I want to support families of all kinds in the care and support of children, but I also want to affirm marriage as an essential norm. We owe it to one another, and especially to our children, not only to support all who have the responsibility for their care, but also to cherish the stability offered to individuals, to couples, and to society as a whole by the Institution of Marriage.

Marriage, as currently understood as the union of a man and a woman, fulfils a key social function.  It helps define who we are, what we value and how we build for our future. This is why it is spoken of as essential to our social fabric, as the bedrock of a hospitable and diverse society.  

 In a predominantly individualistic society, talk of social norms is not always well understood.  The idea of a norm is often taken to be oppressive to those who do not, or cannot, share it.  True, norms can be applied oppressively and we must strive against that.  But if it becomes impossible to say how a good society needs most of its members to live, there is a much greater oppression waiting in the wings – the oppression which prevents us saying anything about a good society at all.

  We all know the expression “the exception proves (that is, tests) the rule”.  We are in danger of becoming such an atomised and individualistic society that every exception is assumed to destroy the rule, and that leaves us unable to talk about the common good at all.

 Some people did argue that the proposal for same-sex marriage would lead to “no change in the meaning or significance of any heterosexual marriage”.

 Of course, if someone should ask, “How will my marriage be affected if couples of the same sex can marry?” the answer is, Not at all.  But let me put the question another way: what sort of a society would we have if we came to see all family relationships primarily in terms of equal rights?

The family is designed to meet the different needs of its different members in different ways.    It is the model of the just society that responds intelligently to differences rather than treating everyone the same.

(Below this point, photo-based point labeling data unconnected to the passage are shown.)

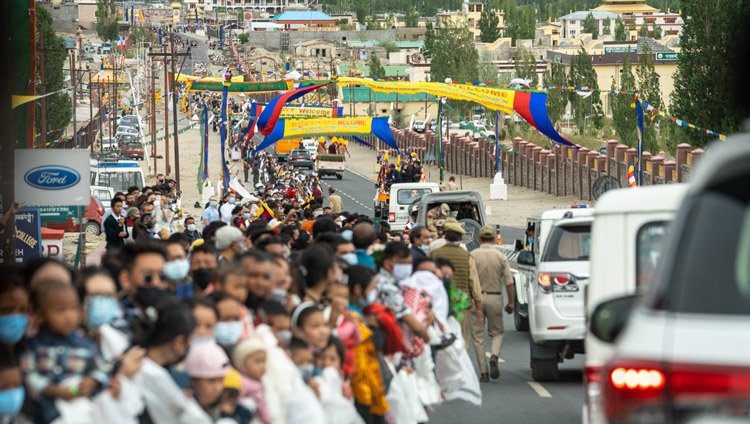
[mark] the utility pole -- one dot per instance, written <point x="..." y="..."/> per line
<point x="43" y="90"/>
<point x="166" y="114"/>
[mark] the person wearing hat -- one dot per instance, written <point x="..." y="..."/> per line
<point x="334" y="201"/>
<point x="494" y="273"/>
<point x="465" y="271"/>
<point x="207" y="367"/>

 Whilst I am a strong supporter of justice and equality of opportunity for all people, I want to insist that with those rights go our responsibilities one to another. These are enshrined, I believe, in our legal definition of marriage. Would we be a better society if we made marriage simply a private contract between two individuals with no wider implications of kinship and family?  I do not believe that we would.  The issue is not the implication for any existing marriage but the implication for people in future when the social meaning of marriage has been changed and, in my view, diminished. Dr. Sentamu’s full statement presents a powerful case for marriage to remain defined as it currently is in English law. It certainly presents Mr. Cameron and his government with a case to answer and one wonders whether they will have the intelligence, the judgement and the courage to face it squarely and honestly.